To install the base notebooks required for the framework (Constants_py, PreProcessingUtils_py and OrchestrateIngestion), follow these steps:

  1. Clone this repo to the destination (eg. customers devops)
  2. Create a new branch
  3. Create the control workspace in Fabric
  4. Connect the new branch in the repo to the workspace and in the git folder section type 'FabricArtifacts' to point to that folder in the repo (this is where the notebooks and lakehouse are stored).

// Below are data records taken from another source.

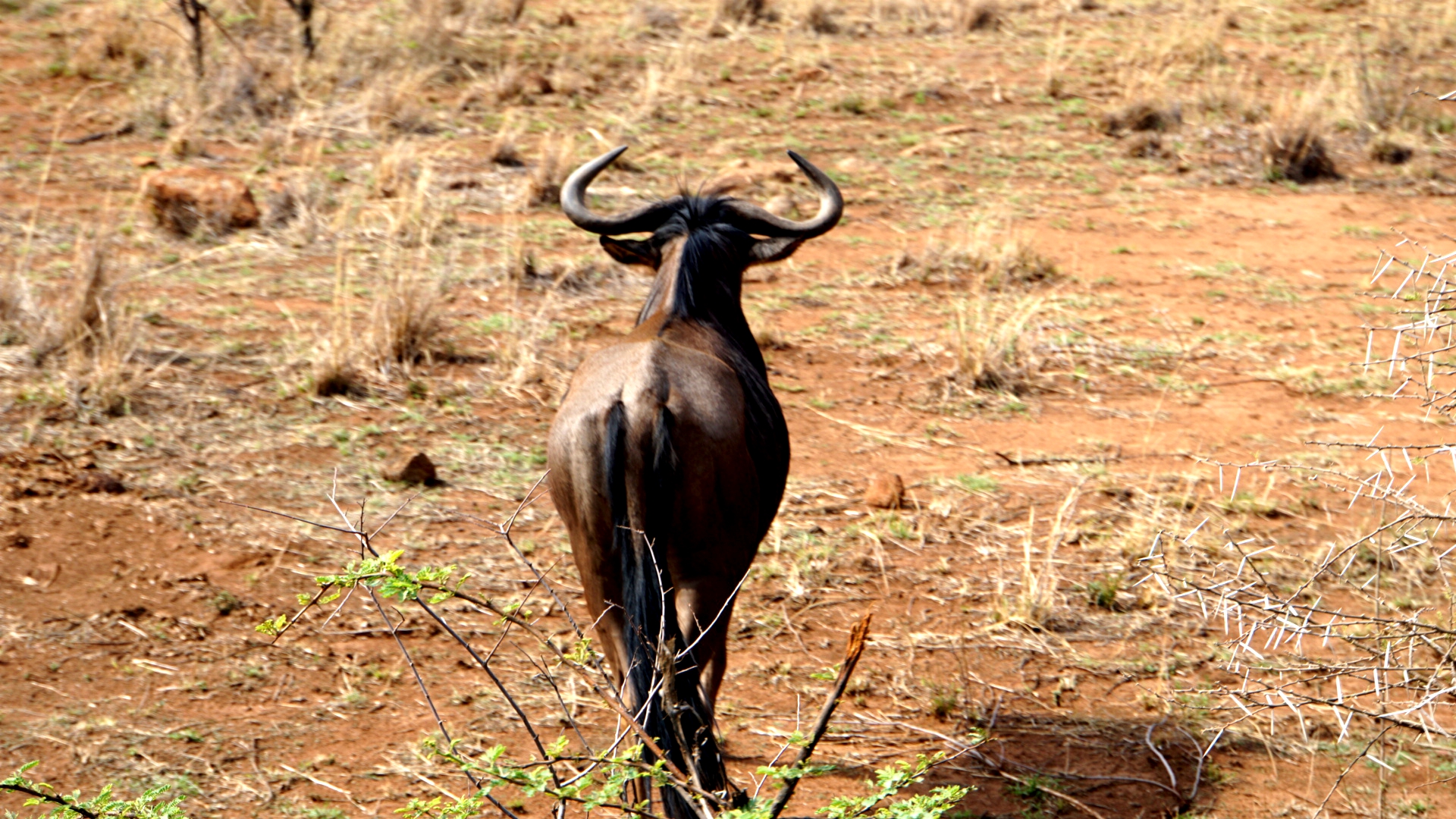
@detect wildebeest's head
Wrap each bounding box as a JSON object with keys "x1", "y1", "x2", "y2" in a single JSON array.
[{"x1": 560, "y1": 146, "x2": 845, "y2": 271}]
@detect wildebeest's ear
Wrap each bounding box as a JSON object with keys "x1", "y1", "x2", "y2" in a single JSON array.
[
  {"x1": 601, "y1": 236, "x2": 663, "y2": 270},
  {"x1": 748, "y1": 236, "x2": 804, "y2": 264}
]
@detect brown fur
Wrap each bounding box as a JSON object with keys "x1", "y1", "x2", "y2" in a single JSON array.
[{"x1": 141, "y1": 168, "x2": 261, "y2": 236}]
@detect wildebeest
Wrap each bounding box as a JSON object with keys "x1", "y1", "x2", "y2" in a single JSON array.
[{"x1": 546, "y1": 147, "x2": 845, "y2": 819}]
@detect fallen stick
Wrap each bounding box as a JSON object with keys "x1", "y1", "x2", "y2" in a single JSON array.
[
  {"x1": 61, "y1": 122, "x2": 136, "y2": 146},
  {"x1": 769, "y1": 612, "x2": 874, "y2": 819}
]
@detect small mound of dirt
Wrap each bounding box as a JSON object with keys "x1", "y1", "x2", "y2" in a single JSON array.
[
  {"x1": 1264, "y1": 125, "x2": 1342, "y2": 185},
  {"x1": 0, "y1": 447, "x2": 127, "y2": 500},
  {"x1": 1127, "y1": 133, "x2": 1174, "y2": 158},
  {"x1": 1370, "y1": 137, "x2": 1415, "y2": 165}
]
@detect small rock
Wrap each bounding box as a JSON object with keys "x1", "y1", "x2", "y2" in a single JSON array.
[
  {"x1": 76, "y1": 469, "x2": 127, "y2": 495},
  {"x1": 384, "y1": 452, "x2": 440, "y2": 487},
  {"x1": 864, "y1": 472, "x2": 905, "y2": 509},
  {"x1": 141, "y1": 168, "x2": 261, "y2": 236}
]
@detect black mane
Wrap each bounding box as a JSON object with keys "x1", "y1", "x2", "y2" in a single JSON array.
[
  {"x1": 638, "y1": 194, "x2": 764, "y2": 378},
  {"x1": 638, "y1": 194, "x2": 789, "y2": 521}
]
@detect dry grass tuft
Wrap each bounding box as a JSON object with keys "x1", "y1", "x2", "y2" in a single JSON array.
[
  {"x1": 951, "y1": 0, "x2": 1006, "y2": 30},
  {"x1": 1102, "y1": 101, "x2": 1182, "y2": 137},
  {"x1": 485, "y1": 117, "x2": 526, "y2": 168},
  {"x1": 36, "y1": 240, "x2": 115, "y2": 360},
  {"x1": 370, "y1": 140, "x2": 421, "y2": 199},
  {"x1": 366, "y1": 272, "x2": 446, "y2": 378},
  {"x1": 1370, "y1": 136, "x2": 1415, "y2": 165},
  {"x1": 0, "y1": 272, "x2": 39, "y2": 345},
  {"x1": 718, "y1": 0, "x2": 779, "y2": 25},
  {"x1": 802, "y1": 0, "x2": 840, "y2": 33},
  {"x1": 313, "y1": 249, "x2": 369, "y2": 398},
  {"x1": 890, "y1": 223, "x2": 1062, "y2": 290},
  {"x1": 1127, "y1": 133, "x2": 1178, "y2": 158},
  {"x1": 942, "y1": 290, "x2": 1050, "y2": 400},
  {"x1": 32, "y1": 237, "x2": 144, "y2": 416},
  {"x1": 519, "y1": 134, "x2": 573, "y2": 212},
  {"x1": 1264, "y1": 120, "x2": 1341, "y2": 185},
  {"x1": 632, "y1": 3, "x2": 682, "y2": 33}
]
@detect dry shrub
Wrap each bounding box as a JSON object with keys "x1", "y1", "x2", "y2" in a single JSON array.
[
  {"x1": 718, "y1": 0, "x2": 779, "y2": 25},
  {"x1": 68, "y1": 6, "x2": 152, "y2": 80},
  {"x1": 0, "y1": 272, "x2": 39, "y2": 347},
  {"x1": 364, "y1": 67, "x2": 438, "y2": 134},
  {"x1": 890, "y1": 223, "x2": 1062, "y2": 290},
  {"x1": 1127, "y1": 133, "x2": 1178, "y2": 158},
  {"x1": 519, "y1": 134, "x2": 573, "y2": 210},
  {"x1": 370, "y1": 140, "x2": 421, "y2": 199},
  {"x1": 802, "y1": 0, "x2": 839, "y2": 33},
  {"x1": 932, "y1": 288, "x2": 1051, "y2": 402},
  {"x1": 1102, "y1": 101, "x2": 1182, "y2": 137},
  {"x1": 632, "y1": 3, "x2": 682, "y2": 33},
  {"x1": 951, "y1": 0, "x2": 1006, "y2": 32},
  {"x1": 485, "y1": 117, "x2": 526, "y2": 168},
  {"x1": 313, "y1": 249, "x2": 369, "y2": 398},
  {"x1": 366, "y1": 272, "x2": 444, "y2": 378},
  {"x1": 992, "y1": 487, "x2": 1078, "y2": 631},
  {"x1": 1195, "y1": 76, "x2": 1269, "y2": 125},
  {"x1": 1264, "y1": 118, "x2": 1341, "y2": 185},
  {"x1": 32, "y1": 237, "x2": 150, "y2": 416},
  {"x1": 483, "y1": 64, "x2": 556, "y2": 108},
  {"x1": 1370, "y1": 136, "x2": 1415, "y2": 165}
]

After it syncs, the control workspace should contain a control lakehouse and the 3 notebooks as listed earlier.

Usage

In order to run the framework, there are a few key dependencies that need to be in place:

  1. Ingestion Configuration file (or table): The ingestion configuration is a json file that contains information about the source of the data, how we want to save the data, and some optional parameters we can use during the ingestion process. There is a sample file in the repository ingestion_configuration.json containing all of the attributes used during the data ingestion. After the initial execution of the framework, the file will be saved into a fabric table and read from the table each time after that. The table can be edited via SQL commands in a notebook or if the table is deleted, the json file will become the initial source again. The ingestgion configuration file and table are both located in the Control Lakehouse.

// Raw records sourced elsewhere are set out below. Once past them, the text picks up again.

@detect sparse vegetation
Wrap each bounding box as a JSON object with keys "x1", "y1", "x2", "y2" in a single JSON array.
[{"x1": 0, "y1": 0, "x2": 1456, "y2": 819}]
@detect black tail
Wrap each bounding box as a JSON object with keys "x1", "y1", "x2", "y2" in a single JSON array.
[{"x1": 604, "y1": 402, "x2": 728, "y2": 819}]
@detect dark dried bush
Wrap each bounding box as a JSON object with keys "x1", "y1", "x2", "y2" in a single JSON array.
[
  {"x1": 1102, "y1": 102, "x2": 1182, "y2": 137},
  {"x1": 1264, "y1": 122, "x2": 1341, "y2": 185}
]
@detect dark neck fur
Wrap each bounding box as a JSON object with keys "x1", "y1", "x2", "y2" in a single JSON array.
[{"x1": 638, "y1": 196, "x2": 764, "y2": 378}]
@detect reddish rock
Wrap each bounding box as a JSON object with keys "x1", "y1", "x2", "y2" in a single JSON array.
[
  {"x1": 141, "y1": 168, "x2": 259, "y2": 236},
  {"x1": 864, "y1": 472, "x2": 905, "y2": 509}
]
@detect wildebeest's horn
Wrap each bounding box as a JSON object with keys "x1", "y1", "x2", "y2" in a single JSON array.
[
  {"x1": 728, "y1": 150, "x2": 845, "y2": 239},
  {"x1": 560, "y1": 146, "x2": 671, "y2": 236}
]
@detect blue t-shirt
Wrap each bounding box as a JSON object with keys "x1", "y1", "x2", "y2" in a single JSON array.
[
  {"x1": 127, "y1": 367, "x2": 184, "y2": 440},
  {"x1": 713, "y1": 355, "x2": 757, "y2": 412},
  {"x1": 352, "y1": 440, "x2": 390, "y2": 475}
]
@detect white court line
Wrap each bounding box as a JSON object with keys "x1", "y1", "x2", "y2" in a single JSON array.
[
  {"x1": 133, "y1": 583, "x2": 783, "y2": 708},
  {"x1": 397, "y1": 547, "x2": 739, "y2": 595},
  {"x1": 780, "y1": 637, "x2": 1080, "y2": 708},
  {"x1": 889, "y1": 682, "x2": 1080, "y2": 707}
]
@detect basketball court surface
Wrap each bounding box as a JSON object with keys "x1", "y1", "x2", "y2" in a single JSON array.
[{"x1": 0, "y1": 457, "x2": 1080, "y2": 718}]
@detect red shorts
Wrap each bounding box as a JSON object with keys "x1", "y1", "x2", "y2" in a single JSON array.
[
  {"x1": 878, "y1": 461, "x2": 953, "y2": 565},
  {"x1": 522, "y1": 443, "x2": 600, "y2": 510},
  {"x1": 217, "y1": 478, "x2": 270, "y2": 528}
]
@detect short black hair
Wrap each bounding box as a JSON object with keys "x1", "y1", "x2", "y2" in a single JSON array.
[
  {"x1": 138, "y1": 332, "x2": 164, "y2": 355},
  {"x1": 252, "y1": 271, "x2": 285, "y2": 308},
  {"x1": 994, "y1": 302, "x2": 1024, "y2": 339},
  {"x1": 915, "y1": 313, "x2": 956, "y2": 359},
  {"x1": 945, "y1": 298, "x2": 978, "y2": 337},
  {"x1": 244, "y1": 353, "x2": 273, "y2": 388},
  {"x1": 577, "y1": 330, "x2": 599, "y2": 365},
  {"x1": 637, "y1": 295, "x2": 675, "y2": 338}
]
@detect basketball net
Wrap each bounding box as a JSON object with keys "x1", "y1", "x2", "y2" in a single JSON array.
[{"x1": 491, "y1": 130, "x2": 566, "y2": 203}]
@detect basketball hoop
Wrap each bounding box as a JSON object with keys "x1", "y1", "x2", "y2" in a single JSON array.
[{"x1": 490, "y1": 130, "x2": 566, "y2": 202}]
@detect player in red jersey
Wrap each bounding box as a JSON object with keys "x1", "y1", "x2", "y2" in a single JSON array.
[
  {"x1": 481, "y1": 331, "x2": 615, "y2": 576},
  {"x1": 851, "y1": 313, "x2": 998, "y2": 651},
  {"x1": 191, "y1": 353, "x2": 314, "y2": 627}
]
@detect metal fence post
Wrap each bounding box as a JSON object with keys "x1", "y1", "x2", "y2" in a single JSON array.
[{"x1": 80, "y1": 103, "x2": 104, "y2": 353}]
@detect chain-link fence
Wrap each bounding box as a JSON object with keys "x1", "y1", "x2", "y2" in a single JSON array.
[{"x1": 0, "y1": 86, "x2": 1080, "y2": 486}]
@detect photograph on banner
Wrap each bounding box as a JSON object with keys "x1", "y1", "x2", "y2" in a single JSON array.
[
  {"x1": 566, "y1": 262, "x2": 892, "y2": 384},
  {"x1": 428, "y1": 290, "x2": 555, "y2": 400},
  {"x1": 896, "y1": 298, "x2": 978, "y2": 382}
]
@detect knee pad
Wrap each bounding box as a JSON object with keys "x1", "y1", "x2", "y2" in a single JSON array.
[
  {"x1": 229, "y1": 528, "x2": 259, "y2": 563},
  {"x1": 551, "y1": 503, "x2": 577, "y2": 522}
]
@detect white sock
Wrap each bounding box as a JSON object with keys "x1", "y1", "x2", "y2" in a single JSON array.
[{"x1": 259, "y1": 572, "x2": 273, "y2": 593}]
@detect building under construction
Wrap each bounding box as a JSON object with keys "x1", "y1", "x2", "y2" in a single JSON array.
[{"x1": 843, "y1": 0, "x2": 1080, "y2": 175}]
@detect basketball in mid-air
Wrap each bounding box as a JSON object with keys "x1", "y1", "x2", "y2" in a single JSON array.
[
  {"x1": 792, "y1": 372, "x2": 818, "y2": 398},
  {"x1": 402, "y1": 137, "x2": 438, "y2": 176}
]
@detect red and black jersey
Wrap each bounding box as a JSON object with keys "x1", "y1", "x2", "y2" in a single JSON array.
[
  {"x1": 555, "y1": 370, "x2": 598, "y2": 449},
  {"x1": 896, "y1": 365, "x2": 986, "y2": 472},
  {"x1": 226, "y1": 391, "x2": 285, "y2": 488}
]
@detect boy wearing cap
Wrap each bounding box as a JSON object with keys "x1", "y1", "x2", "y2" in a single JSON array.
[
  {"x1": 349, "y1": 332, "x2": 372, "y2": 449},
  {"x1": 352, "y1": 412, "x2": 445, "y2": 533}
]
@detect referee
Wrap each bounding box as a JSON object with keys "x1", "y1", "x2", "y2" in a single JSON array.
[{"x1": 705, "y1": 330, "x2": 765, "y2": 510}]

  2. Keyvault: is used for storing all connection and credential details for all sources (except for Fabric tables and files - these don't require additional keyvault connection details.) The Keyvault connection details will need to be included in the aformentioned ingestion configuration file.

  3. Constants notebook: A Constants_py notebook is required to sit in the Control lakehouse and contains global constants to be used during the ingestion. These global constants are generally set once and used throughout the framework. Global constants include the names of each stage in the medallion architecture and the Azure Log Monitor details. There is a sample Constants_py notebook in the repository.

  4. Azure Log Monitor (OPTIONAL): If the Azure Monitor Log service is setup, the framework can push logs from anywhere in the preprocessing stage and at predefined stages in the ingestion process. The logging is turned on via the Constants notebook, by setting the LOGGING_LEVEL to either INFO or DEBUG. NONE will turn off the logging. INFO will provide high level processing information at each major step in the ingestion. DEBUG will provide more detailed logs at higher intervals. The schema of the log table that is required to be setup is can also be found in the repository under AuditLogEntity.json

  5. PreProcessing notebook (OPTIONAL): Prior to the ingestion into the first (RAW) stage, a preprocessing function can be run to modify the data coming from the source. Typically, this is used to clean up or validate manually input .csv files or to merge multiple files into a single table. This is optional and does not need to exist for the ingestion to work. To create a preprocessing function use the following function definition in the PreProcessing_py notebook:

    def preProcess(source):

    source - will be the ingestion configuration source record for a single sourceID.

  6. Orchestration Notebook: The main notebook that is used to execute the ingestion process code. This note book can also contain a parameters cell that can be used to capture additiona parameters (in the form of global constants). For example, if the notebook is executed via a data pipeline in Fabric, the Data Pipeline Run ID can be passed in as a parameter and tracked via the logging module so users can trace back any errors to a specific pipeline.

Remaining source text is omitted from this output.